The company has also built its own social media platform, WeVerse, a commitment to digital content that is already paying off. Big Hit has increased its revenue sharply in 2020 even as the coronavirus forced BTS to cancel its sold-out world tour. Over the weekend, the group held a two-day online concert through WeVerse for which it sold nearly a million tickets, costing at least $43 each.
The concert rode the band’s success on the music charts. In early September, thanks to a push by the Army, BTS’s first English-language single, “Dynamite,” debuted at No. 1 on Billboard’s Hot 100 — a first for a Korean pop group. On Monday, another of its songs, a remix of “Savage Love,” also debuted at No. 1, further raising the high expectations for Big Hit’s share listing.
Laksmi Astari, 22, an Indonesian student majoring in fashion design at Sookmyung Women’s University in Seoul, is planning to pool money with her sister and a cousin to invest in Big Hit — her first time buying stock.
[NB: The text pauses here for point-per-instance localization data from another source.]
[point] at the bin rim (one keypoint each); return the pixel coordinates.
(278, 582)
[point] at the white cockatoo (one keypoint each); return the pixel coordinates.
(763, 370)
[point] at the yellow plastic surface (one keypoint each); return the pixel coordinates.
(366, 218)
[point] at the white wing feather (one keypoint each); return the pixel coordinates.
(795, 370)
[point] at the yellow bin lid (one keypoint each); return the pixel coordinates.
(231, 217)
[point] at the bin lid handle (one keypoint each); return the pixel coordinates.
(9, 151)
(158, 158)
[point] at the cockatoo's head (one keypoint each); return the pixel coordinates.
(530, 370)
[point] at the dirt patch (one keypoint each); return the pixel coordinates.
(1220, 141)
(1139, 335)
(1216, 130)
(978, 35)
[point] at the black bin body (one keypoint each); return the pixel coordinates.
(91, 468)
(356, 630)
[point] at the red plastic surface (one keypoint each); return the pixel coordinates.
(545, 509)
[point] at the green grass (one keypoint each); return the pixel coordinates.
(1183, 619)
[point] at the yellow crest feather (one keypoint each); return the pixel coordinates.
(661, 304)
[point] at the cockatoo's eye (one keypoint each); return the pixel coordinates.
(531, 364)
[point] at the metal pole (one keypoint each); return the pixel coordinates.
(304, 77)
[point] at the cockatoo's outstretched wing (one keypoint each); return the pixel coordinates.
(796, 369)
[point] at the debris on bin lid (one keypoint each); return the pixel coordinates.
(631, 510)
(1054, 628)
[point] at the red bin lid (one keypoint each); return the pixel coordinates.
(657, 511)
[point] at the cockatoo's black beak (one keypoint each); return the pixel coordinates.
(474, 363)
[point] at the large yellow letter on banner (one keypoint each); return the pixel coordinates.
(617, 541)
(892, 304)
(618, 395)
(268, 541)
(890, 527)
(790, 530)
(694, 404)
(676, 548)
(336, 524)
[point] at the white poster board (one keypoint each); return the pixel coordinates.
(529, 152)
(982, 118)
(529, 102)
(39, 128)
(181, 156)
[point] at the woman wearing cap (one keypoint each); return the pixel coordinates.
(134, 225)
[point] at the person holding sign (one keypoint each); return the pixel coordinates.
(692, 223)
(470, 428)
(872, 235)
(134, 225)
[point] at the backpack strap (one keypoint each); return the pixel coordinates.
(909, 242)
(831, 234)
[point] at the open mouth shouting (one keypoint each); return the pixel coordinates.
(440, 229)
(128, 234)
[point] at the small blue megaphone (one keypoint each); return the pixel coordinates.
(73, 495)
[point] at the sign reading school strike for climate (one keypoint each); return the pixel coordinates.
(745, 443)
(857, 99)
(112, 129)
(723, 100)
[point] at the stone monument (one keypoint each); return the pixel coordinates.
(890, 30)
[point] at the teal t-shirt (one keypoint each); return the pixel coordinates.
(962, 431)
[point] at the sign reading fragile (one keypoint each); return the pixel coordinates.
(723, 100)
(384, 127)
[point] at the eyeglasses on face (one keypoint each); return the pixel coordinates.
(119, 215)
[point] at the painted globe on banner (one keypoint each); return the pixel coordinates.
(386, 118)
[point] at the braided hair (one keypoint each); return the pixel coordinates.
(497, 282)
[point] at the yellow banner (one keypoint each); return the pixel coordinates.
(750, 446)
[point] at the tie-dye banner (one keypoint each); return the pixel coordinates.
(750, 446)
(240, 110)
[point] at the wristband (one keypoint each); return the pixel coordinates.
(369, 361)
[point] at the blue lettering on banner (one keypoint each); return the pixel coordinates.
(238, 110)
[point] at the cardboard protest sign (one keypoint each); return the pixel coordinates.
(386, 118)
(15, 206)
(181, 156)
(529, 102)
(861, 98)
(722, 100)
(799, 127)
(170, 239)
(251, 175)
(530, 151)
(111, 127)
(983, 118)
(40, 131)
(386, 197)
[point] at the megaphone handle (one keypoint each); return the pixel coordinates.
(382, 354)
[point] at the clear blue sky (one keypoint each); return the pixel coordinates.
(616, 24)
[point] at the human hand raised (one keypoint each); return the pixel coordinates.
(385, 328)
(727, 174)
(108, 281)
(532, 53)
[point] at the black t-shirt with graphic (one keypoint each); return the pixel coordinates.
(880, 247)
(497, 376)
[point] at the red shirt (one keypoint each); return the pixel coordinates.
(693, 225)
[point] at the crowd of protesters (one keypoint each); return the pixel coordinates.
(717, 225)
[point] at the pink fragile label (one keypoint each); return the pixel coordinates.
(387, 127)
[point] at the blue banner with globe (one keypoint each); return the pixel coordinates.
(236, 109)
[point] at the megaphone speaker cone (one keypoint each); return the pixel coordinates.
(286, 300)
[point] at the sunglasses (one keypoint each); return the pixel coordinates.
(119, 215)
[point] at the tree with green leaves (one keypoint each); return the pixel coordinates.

She is not overly concerned about potentially losing the money. She sees shares in the company as a kind of merchandise that might one day pay for itself.
“I get to invest in idols that I like, and it allows me to stay connected to BTS,” she said.
For Big Hit, a lot is riding on whether it can persuade fans like Ms. Astari to channel their enthusiasm toward the company’s other acts.
It might be a hard sell. Ms. Hackworth and the other members of her BTS fan group said that while they were enthusiastic about the prospects for Big Hit’s share offering, they were doubtful that lightning could strike twice.
“There’s no replication,” Ms. Hackworth said. “There’s just one BTS and one Army.”